Periodic Reporting for period 1 - Entrans (Energy Efficient Transprecision Techniques for Linear Solver)
Reporting period: 2018-06-01 to 2020-05-31
All computations that use floating-point arithmetic are built on the fundamental assumption that the computation is meaningful when employing only a limited precision. The required precision typically varies throughout the computation and depends on the actual represented values. Many computations use too many bits of precision, which reduces performance and increases energy consumption. The Entrans project aims to utilize the optimal precision during a computation without loss of accuracy, which will result in higher execution speed and lower energy consumption. This idea, dubbed transprecision computing, requires novel results in numerical analysis and runtime decision making to adapt the precision of a computation on the fly. The results from this project will benefit society by extending battery life of mobile phones; by saving energy for satellite navigation systems or by enhancing scalability of numerical simulations performed in high-performance computing facilities.
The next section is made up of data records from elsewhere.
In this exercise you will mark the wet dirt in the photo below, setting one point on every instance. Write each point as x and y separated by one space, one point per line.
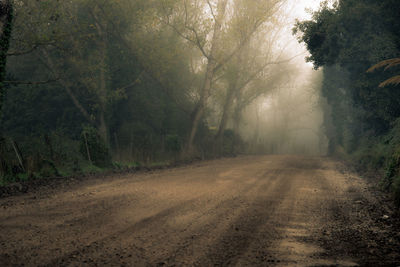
244 211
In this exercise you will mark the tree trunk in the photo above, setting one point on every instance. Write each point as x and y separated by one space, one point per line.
6 16
211 65
103 127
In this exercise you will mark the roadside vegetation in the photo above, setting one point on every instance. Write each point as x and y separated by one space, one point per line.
94 85
357 44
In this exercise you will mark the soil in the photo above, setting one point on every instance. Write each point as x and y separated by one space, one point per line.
244 211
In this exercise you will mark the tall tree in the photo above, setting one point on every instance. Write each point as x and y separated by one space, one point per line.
6 17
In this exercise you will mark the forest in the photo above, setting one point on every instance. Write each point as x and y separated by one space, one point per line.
357 45
95 85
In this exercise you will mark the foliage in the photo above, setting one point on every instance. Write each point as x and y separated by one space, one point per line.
347 39
93 147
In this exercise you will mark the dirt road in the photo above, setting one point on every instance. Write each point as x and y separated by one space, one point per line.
245 211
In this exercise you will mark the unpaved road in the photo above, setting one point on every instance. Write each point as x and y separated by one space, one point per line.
245 211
Work performed from the beginning of the project to the end of the period covered by the report and main results achieved so far
"The Fellow has improved the previous work from the Fellow's dissertation and developed a new iterative refinement algorithm using arbitrary dynamic precision that solves a linear system with least mantissa cost compared to other state-of-the-art iterative refinements. This work has been accepted in Elsevier Parallel Computing (Journal) : https://www.sciencedirect.com/science/article/pii/S0167819120300569?via%3Dihub . As another research work, the Fellow has received ""reject and resubmission"" (e.g. similar to major revision) decision from IEEE Transactions on Neural Networks and Learning Systems (one of the best journals in machine learning area) for a research work exploring the application of mixed precision arithmetic to a kernel method machine learning algorithm. A revised draft has been recently submitted, and it is currently under review. The Fellow disseminated his MSCA project by presenting the work at a Workshop ( ""Adaptive Mixed Precision Kernel Recursive Least Squares"", in Adaptive Many-Core Architecture and Systems Workshop: https://www-users.york.ac.uk/~mt540/graceful-ws/ ) and a Summer School ( ""Transprecision Techniques for Linear Solvers and Non-linear Regressions"" in NiPS Summer School : https://www.nipslab.org/summerschool2018/ ). The transprecision techniques developed from this project can be exploited by IT industries concerning energy and power consumption (e.g. Apple, Google and etc), since the transprecision techniques can save energy required for linear solvers and machine learning applications."
Progress beyond the state of the art and expected potential impact (including the socio-economic impact and the wider societal implications of the project so far)
The state of the art transprecision techniques for linear solvers prior to this project employed dynamic precision only with single, double, and double-double precision arithmetic. This project developed transprecision techniques for linear solvers that employs arbitrary dynamic precision arithmetic in order to save mantissa cost further compared to previously proposed transprecision linear solver algorithms. The transprecision algorithms developed throughout this project will contribute to energy savings in linear solver applications including computational science, signal processing, and machine learning applications. The energy savings from the algorithm will benefit society by extending battery life of mobile phones; by saving energy for satellite navigation systems or by enhancing scalability of numerical simulations performed in high-performance computing facilities.